“Welcome to Galois Field F(2^{m}) where elements are made up and carry doesn’t matter”

If this sounds familiar you should probably turn off TV sometimes (or youtube).

Nothing much was happening this week, I mostly spent it struggling with understanding and at later stage designing the ECDSA module. Man, that was quite a lot of algebra… and fun.

Because it’s not so popular topic (you know it when wikipedia starts to be insufficient) I had to dig through a lot of scientific papers and honestly, while I was doing it, I had only one thought: Most of the people who publish those papers either don’t actually understand it (I can say by copy-paste formulas, and a lot (I mean a LOT) of inconsistency) or it’s a part of a bigger conspiracy where they cut out the crucial pieces of their work so that no one can use their solutions.

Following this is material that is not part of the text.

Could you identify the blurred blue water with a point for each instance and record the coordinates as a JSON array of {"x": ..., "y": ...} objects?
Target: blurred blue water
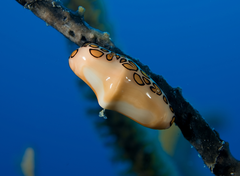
[{"x": 193, "y": 44}]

Either way it took me quite a while to start appreciate the beauty of finite field F(2^{m})

As I said, there is nothing really to share with yet. I came up with different idea for multiplication: it requires slightly more resources but is faster. Solution used in most of the examples I found uses *m* clock cycles per multiplication (where m=163,223…) while mine needs only as many as the position of most significant ‘1’ so for 0..011 = 3 it would take only 2 clock cycles. I have some doubts now though, it’s not an idea they couldn’t come up with so maybe they used the slower one on purpose. Question is whether I can afford those additional resources and whether faster design is better than predictable, constant *m* one.